Metropolitan News-Enterprise

 

Friday, February 8, 2002

 

Page 3

 

Ex-Rampart Officers Testify They Signed False Reports to Cover Up Beating

 

By KIMBERLY EDDS, Staff Writer

 

Two former Rampart police officers testified yesterday that they knowingly signed false reports prepared by fellow CRASH unit member Ethan Cohan to cover up their beating of a reputed gang member and that Cohan also authored a false police report that described the incident.

The testimony came in a preliminary hearing for Cohan, who is charged with five counts in connection with the March 26, 1998 beating of Gabriel Aguirre–-including assault with a deadly weapon, perjury, filing a false police report and conspiracy. He pled not guilty in March 2001.

The Aguirre incident first came to light when now-disgraced ex-Officer Rafael Perez told LAPD investigators that, unprovoked, he and Cohan, Manuel Chavez, and Shawn Gomez beat Aguirre on March 26, 1998, and then conspired to cover it up. A fifth officer, Camerino Mesina, was also named by Perez as a participant in the beating and entered into a plea bargain with the District Attorney’s Office in February 2000.

Perez accused Cohan of kicking Aguirre repeatedly and Chavez of beating him with a flashlight and kicking him in the groin.

Chavez and Gomez, who have since resigned from the department, said that Cohan wrote the narrative paragraph that accompanied battery reports that named the officers and fellow officer Rafael Perez as victims and Aguirre as the suspect. In his narrative, Cohan detailed how Aguirre hit and kicked the officers, something Chavez and Gomez said never happened.

Chavez and Gomez signed their own battery reports. Gomez also said he signed the report for Rafael Perez, along with his own initials.

Gomez said that he signed the false battery report to cover-up for himself and his fellow officers.

“As a police officer you depend on your fellow officers, especially in a tight unit like CRASH,” Gomez said. “You’re afraid of retaliation, afraid of being snubbed by your co-workers.”

He also testified he was afraid if he didn’t sign it the other officers would retaliate by not responding to his requests for back-up, putting him in a potentially life-threatening situation.

“They can make your life miserable,” Gomez said.

In his arrest report Cohan wrote that Aguirre hit and kicked the officers while attempting to escape. Both Gomez and Gavez, testified that never happened.

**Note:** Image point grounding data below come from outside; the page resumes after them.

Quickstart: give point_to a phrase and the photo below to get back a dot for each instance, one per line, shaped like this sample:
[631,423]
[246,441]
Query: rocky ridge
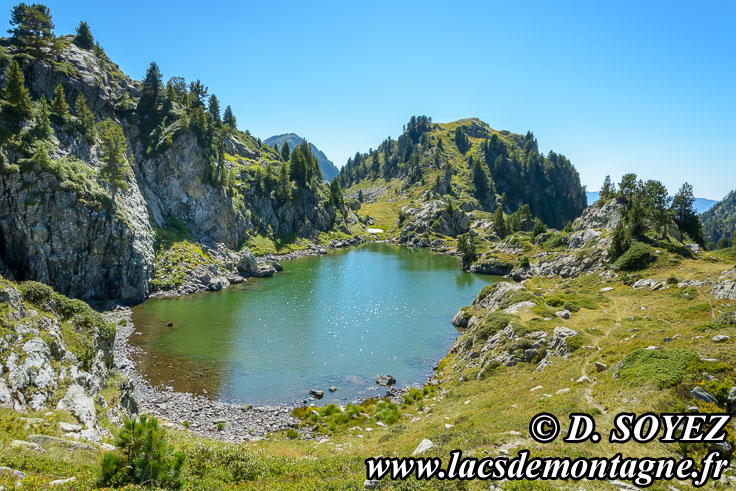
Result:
[59,226]
[56,355]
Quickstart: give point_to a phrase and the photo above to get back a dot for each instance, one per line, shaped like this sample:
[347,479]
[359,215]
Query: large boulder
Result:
[77,402]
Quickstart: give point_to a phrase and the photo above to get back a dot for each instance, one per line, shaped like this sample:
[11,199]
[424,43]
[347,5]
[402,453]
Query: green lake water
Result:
[339,319]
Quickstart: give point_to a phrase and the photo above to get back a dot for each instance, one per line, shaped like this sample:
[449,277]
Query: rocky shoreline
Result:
[209,418]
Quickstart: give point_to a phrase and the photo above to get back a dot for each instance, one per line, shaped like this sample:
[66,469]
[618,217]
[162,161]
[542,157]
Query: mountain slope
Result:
[328,168]
[188,184]
[471,165]
[701,205]
[720,220]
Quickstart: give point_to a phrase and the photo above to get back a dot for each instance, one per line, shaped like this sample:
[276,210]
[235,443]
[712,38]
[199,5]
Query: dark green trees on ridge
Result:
[514,168]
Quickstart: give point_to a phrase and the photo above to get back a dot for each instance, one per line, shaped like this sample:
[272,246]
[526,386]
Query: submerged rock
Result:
[423,446]
[385,380]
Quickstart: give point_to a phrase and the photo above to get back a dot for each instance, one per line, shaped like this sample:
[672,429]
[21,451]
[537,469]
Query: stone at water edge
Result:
[386,380]
[699,393]
[19,475]
[423,446]
[61,482]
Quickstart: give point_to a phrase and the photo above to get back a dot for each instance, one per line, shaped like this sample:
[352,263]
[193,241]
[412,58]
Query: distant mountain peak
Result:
[328,168]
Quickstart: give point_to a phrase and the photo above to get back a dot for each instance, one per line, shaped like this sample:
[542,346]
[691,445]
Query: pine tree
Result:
[59,107]
[213,107]
[336,194]
[32,26]
[84,38]
[16,94]
[628,187]
[466,248]
[461,140]
[228,118]
[685,215]
[539,227]
[608,190]
[198,92]
[113,146]
[621,240]
[499,223]
[285,151]
[657,204]
[481,182]
[43,121]
[86,119]
[149,104]
[284,184]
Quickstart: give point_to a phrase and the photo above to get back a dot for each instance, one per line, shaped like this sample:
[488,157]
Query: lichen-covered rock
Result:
[491,296]
[649,283]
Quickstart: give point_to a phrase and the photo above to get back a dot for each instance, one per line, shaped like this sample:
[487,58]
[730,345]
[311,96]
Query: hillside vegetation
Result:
[328,168]
[719,222]
[470,165]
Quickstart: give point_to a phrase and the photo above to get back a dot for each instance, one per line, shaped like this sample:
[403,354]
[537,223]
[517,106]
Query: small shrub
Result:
[575,342]
[492,324]
[142,457]
[661,368]
[637,257]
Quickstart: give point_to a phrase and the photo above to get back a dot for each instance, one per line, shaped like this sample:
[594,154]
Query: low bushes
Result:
[637,257]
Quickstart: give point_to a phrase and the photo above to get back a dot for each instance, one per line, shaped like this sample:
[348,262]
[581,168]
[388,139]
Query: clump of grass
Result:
[493,323]
[386,412]
[637,257]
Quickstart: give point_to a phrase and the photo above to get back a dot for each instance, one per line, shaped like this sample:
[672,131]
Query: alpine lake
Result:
[335,320]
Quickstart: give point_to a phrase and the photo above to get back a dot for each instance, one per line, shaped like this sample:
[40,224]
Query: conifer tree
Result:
[481,182]
[499,223]
[113,146]
[32,26]
[149,104]
[84,38]
[336,194]
[16,94]
[285,151]
[608,190]
[284,184]
[213,107]
[228,118]
[86,119]
[43,121]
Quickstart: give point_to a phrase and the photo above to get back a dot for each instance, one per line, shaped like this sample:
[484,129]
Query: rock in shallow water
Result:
[385,380]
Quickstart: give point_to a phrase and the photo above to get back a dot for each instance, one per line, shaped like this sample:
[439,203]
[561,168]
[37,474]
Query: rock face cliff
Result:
[61,221]
[56,354]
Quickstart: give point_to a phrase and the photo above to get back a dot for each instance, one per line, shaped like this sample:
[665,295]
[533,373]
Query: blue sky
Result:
[648,87]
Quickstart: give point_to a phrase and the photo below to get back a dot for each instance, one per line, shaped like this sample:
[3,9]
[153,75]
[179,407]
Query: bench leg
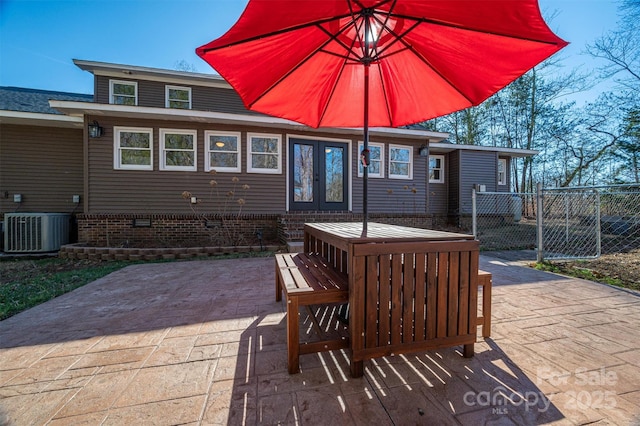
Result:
[357,368]
[278,285]
[293,335]
[486,309]
[468,351]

Cohan also wrote that officers used a “swarm” technique to stop Aguirre from escaping in the hallway. Gomez and Chavez said that they did not participate in such a technique or see that technique used by other officers.

Aguirre was guided to the wall in an attempt to control him, Cohan wrote, but he lowered his head, causing him to collide with the wall and causing damage to the wall.

Gomez said that Aguirre was not guided to the wall, but pushed into the wall from behind by Perez.

“It had force behind it,” Gomez said.

Cohan, Chavez, and Gomez were all charged in the incident, but in a deal with the District Attorney’s Office Chavez pled no contest to assault under the color of authority and Gomez pled no contest to filing a false police report. Cohan rejected a deal and chose to proceed to trial.

Chavez is scheduled to be sentenced Feb. 25 and Gomez, who said he expects to receive community service and probation, is awaiting sentencing pending the completion of Cohan’s case.

Several police officers were present in the courtroom to show support for Cohan, defense investigator Doyle Stepp said. Detective Michael Hansen said that some of those officers were actually on-duty at the time and a lieutenant from the department’s Northeast division contacted the officers and told them to leave the courtroom and return to duty. Stepp said he believed that all the officers, including those off-duty, left because of the lieutenant’s order.

Cohan was fired from the LAPD in 1999 in connection with the alleged beating of another gang member. LAPD officials said that gang member was beaten by another officer, but they believed Cohan lied about his knowledge of that incident. Cohan denies any wrongdoing in that case.

 Testimony will continue in Cohan’s preliminary hearing on Feb. 19, when Deputy District Attorney Ron Goudy said he expects to call Aguirre to testify.